Breakthrough Finding: bitsandbytes INT8 increases energy by 17–147% due to mixed-precision decomposition. Disabling this pathway recovers +79–98% throughput and −35–41% energy across consumer (RTX 4090D) and datacenter (A800) GPUs.
NEW — Batch Size Optimization: A800 sweep (BS 1→64) shows 95.7% energy reduction and 55.5× throughput scaling. View Interactive Results →
Research Scope: This work focuses on energy efficiency diagnosis. Accuracy assessment (perplexity, downstream tasks) is not yet complete.
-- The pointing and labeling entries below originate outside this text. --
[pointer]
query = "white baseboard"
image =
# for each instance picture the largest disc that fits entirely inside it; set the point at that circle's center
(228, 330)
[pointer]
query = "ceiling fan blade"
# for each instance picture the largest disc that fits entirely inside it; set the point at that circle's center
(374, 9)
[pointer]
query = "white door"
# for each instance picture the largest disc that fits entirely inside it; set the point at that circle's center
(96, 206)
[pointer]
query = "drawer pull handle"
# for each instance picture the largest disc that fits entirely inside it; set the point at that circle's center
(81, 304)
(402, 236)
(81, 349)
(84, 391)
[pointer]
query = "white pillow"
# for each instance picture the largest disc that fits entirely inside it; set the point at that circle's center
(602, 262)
Pure INT8 (
threshold=0.0) shows major performance gains, but accuracy impact requires validation. Next steps: PPL and MMLU evaluation—contributions welcome!
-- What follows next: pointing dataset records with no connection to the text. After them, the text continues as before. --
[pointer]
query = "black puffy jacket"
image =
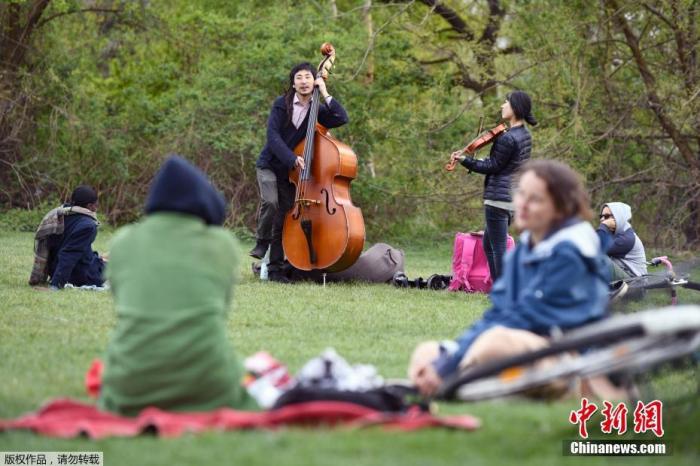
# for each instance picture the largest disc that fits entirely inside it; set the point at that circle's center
(508, 153)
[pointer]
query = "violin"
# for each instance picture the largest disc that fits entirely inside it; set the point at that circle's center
(484, 139)
(323, 230)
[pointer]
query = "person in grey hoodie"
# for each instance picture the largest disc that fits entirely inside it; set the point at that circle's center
(623, 247)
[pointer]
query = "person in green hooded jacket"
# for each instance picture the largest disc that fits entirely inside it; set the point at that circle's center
(172, 277)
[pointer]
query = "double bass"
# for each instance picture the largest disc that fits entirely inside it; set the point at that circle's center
(483, 139)
(323, 230)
Compare AI models by Accuracy × Cost × Carbon across 3 GPU architectures (RTX 5090, RTX 4090D, A800) — revealing that 4-bit quantization wastes energy on small models.
One-line takeaway: Default bitsandbytes INT8 can be energy-worse than FP16 because of mixed-precision decomposition (INT8↔FP16 conversion overhead), not because INT8 compute is inherently inefficient.
Key numbers:
- Default INT8 vs FP16: +17–33% energy (tested models)
- Ablation fix: +79% throughput and −36% energy (average)
- Batch size: BS=1→64 on A800 shows 95.7% energy reduction (55.5× throughput)
- Dataset: 93+ measurements, n=10 per config, CV < 2%, 3 GPU architectures
- View results: open the live dashboard
- Validate provenance: inspect
metadata/for hardware/software/model commits and protocols - Reproduce figures locally: use the commands in Reproducibility Artifacts → Reproduction Commands (below)
Default INT8 is the worst choice for energy efficiency across all tested models.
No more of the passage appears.